Цепи меланхолии (страница 9)

Страница 9

Всем существом Чада вдруг завладело пакостнейшее из чувств, которое так часто без предупреждения поселяется в какой-нибудь робкой, неуверенной душе. Отравляющая зависть, наполняющая горечью и без того страдающее сердце художника, так некстати проявила себя, пришла помучить Чада, напомнить, что отныне ему предстоит всякий раз терзаться при виде чужого таланта. Чад был слишком высокого мнения о себе и решил, что привит от провала, что если заранее не победил в схватке, то по крайней мере основательно к ней подготовился, предполагая, что уровень крепкого середнячка позволит продержаться. Он и подумать не мог, что на соседней полке все это время хранились работы, намного превосходящие его собственные, при том что дело не только в мастерстве, но и в личности художника, в образе мысли и особом отношении к миру. А Чад, увы, не мог похвастать тем, что сформировался как живописец, слишком многое ему нравилось, слишком разное мечтал изобразить, а вот рядом – талант с уникальным видением, оригинальностью мысли, уверенностью – а не самоуверенностью.

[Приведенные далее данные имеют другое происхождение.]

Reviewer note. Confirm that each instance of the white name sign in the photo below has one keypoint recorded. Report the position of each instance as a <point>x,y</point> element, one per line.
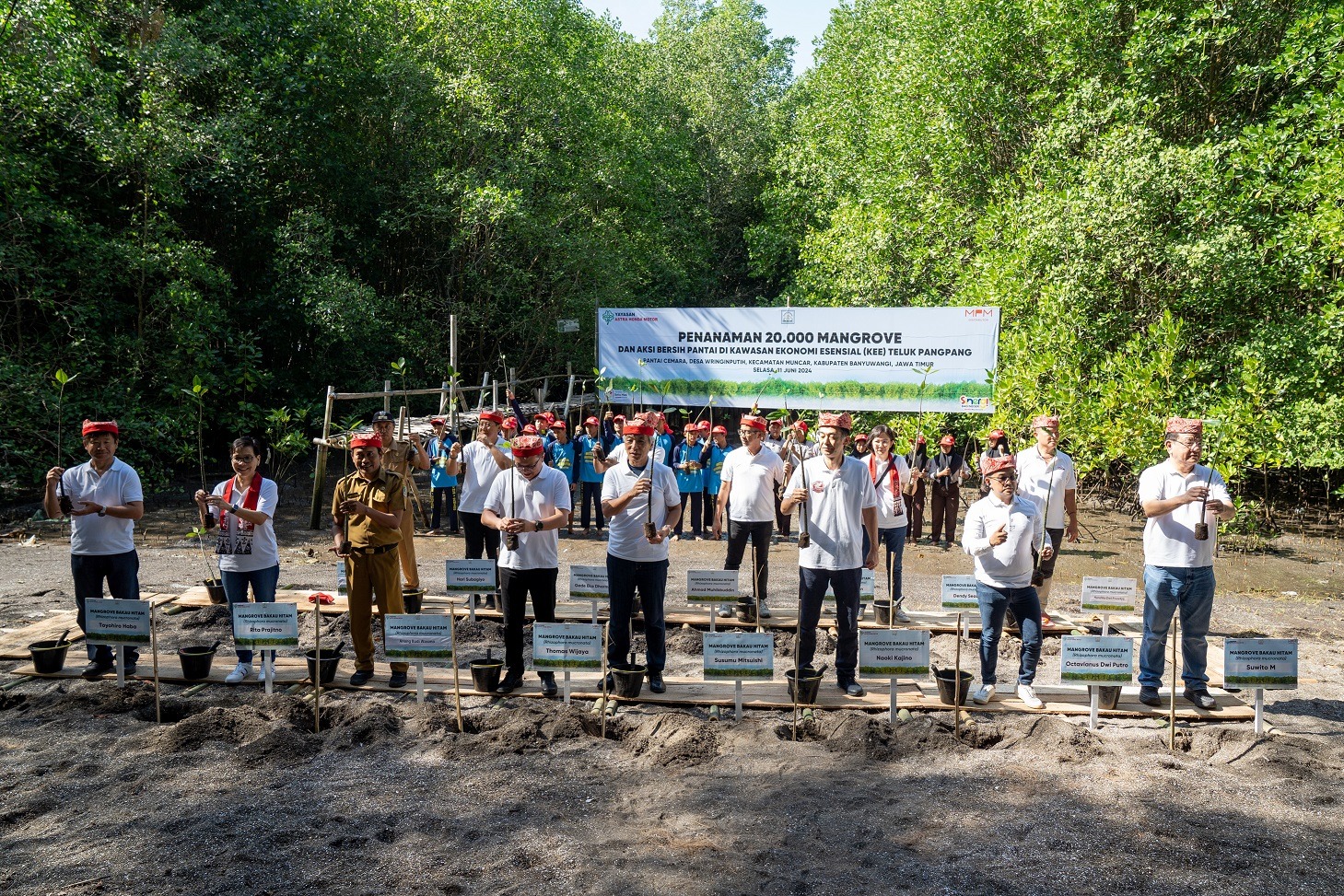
<point>886,653</point>
<point>711,586</point>
<point>469,576</point>
<point>958,593</point>
<point>266,625</point>
<point>417,637</point>
<point>731,655</point>
<point>117,623</point>
<point>1104,594</point>
<point>1095,659</point>
<point>588,583</point>
<point>564,646</point>
<point>1269,664</point>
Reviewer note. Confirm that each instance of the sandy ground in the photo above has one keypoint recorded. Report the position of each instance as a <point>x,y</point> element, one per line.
<point>236,794</point>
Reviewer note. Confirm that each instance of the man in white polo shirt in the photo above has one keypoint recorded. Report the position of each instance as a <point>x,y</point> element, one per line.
<point>1001,532</point>
<point>532,501</point>
<point>479,462</point>
<point>106,500</point>
<point>842,506</point>
<point>1177,496</point>
<point>638,492</point>
<point>747,485</point>
<point>1046,476</point>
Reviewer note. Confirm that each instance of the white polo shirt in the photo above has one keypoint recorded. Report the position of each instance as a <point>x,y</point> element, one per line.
<point>1170,539</point>
<point>93,535</point>
<point>530,500</point>
<point>479,474</point>
<point>625,530</point>
<point>1039,477</point>
<point>1008,564</point>
<point>754,479</point>
<point>835,512</point>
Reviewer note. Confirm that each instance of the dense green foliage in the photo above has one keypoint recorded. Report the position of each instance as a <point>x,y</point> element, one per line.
<point>263,198</point>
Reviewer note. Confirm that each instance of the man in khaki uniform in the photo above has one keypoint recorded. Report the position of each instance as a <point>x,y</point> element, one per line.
<point>398,457</point>
<point>368,511</point>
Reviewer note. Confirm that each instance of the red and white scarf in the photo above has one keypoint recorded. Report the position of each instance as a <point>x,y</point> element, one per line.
<point>237,539</point>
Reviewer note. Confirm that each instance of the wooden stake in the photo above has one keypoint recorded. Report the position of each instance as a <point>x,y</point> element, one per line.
<point>457,690</point>
<point>154,645</point>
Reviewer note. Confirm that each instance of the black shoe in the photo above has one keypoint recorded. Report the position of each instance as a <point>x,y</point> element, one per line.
<point>97,669</point>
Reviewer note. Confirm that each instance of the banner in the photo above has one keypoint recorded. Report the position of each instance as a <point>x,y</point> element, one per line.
<point>883,359</point>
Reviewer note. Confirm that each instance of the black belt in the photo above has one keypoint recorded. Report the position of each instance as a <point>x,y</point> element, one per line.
<point>383,548</point>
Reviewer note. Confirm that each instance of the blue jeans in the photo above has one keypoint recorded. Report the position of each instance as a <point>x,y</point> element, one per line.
<point>623,578</point>
<point>1025,606</point>
<point>123,576</point>
<point>895,544</point>
<point>263,591</point>
<point>1167,588</point>
<point>812,588</point>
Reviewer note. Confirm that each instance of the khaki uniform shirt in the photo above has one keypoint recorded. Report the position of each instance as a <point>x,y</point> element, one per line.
<point>382,494</point>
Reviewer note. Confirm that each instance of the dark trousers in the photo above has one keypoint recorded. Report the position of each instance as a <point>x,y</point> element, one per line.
<point>479,539</point>
<point>812,588</point>
<point>650,579</point>
<point>691,508</point>
<point>914,511</point>
<point>445,497</point>
<point>515,585</point>
<point>943,513</point>
<point>760,535</point>
<point>122,571</point>
<point>590,492</point>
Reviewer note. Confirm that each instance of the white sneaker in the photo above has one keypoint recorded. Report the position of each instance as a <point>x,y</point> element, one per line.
<point>1028,696</point>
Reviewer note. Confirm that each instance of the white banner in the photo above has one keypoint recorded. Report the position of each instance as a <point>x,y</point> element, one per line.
<point>884,359</point>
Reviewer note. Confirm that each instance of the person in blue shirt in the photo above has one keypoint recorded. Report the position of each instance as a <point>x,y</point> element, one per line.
<point>589,448</point>
<point>559,453</point>
<point>444,485</point>
<point>688,461</point>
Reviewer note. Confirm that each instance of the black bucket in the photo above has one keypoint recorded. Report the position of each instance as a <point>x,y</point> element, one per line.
<point>413,599</point>
<point>331,658</point>
<point>811,684</point>
<point>49,657</point>
<point>485,675</point>
<point>195,661</point>
<point>216,588</point>
<point>629,679</point>
<point>946,680</point>
<point>882,611</point>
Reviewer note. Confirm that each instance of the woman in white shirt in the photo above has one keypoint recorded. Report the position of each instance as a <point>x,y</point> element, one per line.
<point>243,508</point>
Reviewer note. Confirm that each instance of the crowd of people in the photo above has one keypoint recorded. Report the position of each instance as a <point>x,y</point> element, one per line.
<point>509,491</point>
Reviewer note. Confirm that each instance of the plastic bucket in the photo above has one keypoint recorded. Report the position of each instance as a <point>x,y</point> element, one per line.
<point>811,684</point>
<point>216,588</point>
<point>485,675</point>
<point>49,657</point>
<point>882,611</point>
<point>195,661</point>
<point>413,599</point>
<point>948,690</point>
<point>331,658</point>
<point>629,680</point>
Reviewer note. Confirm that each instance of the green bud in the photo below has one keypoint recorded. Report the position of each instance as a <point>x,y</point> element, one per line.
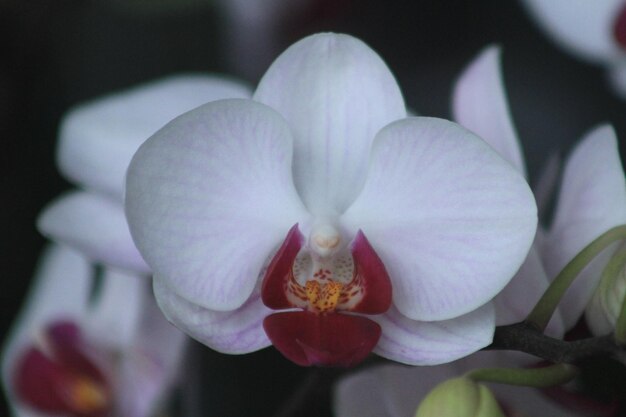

Как мучительно осознавать, что в мире полно людей, превосходящих тебя мастерством, как безнадежна эта мысль, как будто не на что опереться и весь твой опыт – пустышка, отрез поролона с обманчивым объемом. Даже умудрившись взобраться на него, под собственным весом все равно опускаешься на землю. Хоть двадцать лет проведи за холстом, будешь так же кусать локти, стоя перед картиной какого-нибудь явившегося из ниоткуда самородка.

– В тот день в галерее ты сказала, что я талантлив. Ты так больше не считаешь?

– Отчего же. Наоборот, я в этом только уверилась.

– Но ты ведь так восхищена работами Шейна, а мои даже смотреть толком не стала.

В темных глазах Аманды промелькнул удовлетворенный огонек.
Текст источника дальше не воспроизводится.